The sustained jobs market strength underscores the economy's solid fundamentals and suggests a recent slowdown in economic activity will be temporary.Harsh weather, the now-settled labor dispute at the country's busy West Coast ports, softer global demand and a strong dollar undercut growth early in the first quarter.

Initial claims for state unemployment benefits dropped 9,000 to a seasonally adjusted 282,000 for the week ended March 21, the Labor Department said on Thursday.

That was the lowest level since mid-February and was better than economists' expectations for a dip to 290,000. A Labor Department analyst said there was nothing unusual in the state-level data.

"The constructive trend in claims in recent weeks suggests that the positive labor market trend is continuing," said Cheng Chen, an economist at TD Securities in New York. The four-week moving average of claims, considered a better measure of labor market trends as it irons out week-to-week volatility, fell 7,750 to 297,000 last week.

U.S. financial markets were little moved by the data.
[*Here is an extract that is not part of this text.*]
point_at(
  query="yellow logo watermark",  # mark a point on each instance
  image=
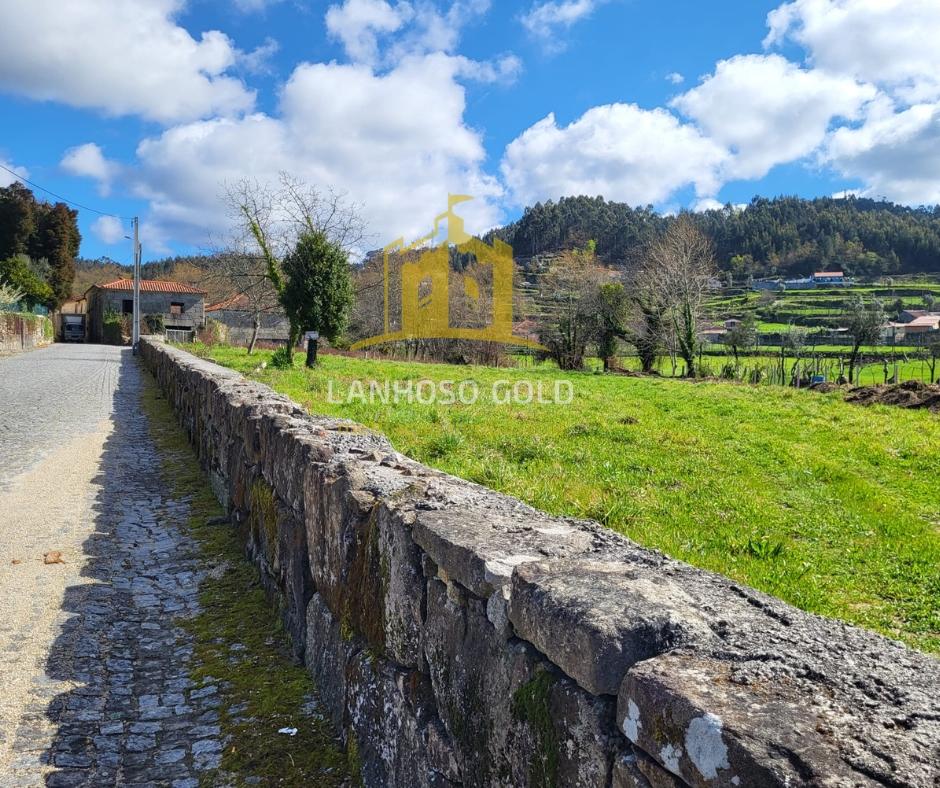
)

The sturdy jobs picture is in stark contrast with dour reports on manufacturing, home building, consumer spending and trade, which have suggested the economy has hit a soft patch.

The tepid growth and persistently low inflation could see the Federal Reserve delaying raising interest rates until later this year. The U.S. central bank has kept its short-term interest rate near zero since December 2008.

The economy added 295,000 jobs in February, marking the 12th straight month that employment gains have been above 200,000, the longest such run since 1994.

Thursday's claims report showed the number of people still receiving benefits after an initial week of aid fell 6,000 to 2.42 million in the week ended March 14.

So-called continuing claims covered the period during which the government surveyed households for March's unemployment rate. Continuing claims rose marginally between the February and March survey periods, suggesting little change in the jobless rate.

The unemployment rate fell to a more than 6-1/2-year low of 5.5 percent in February.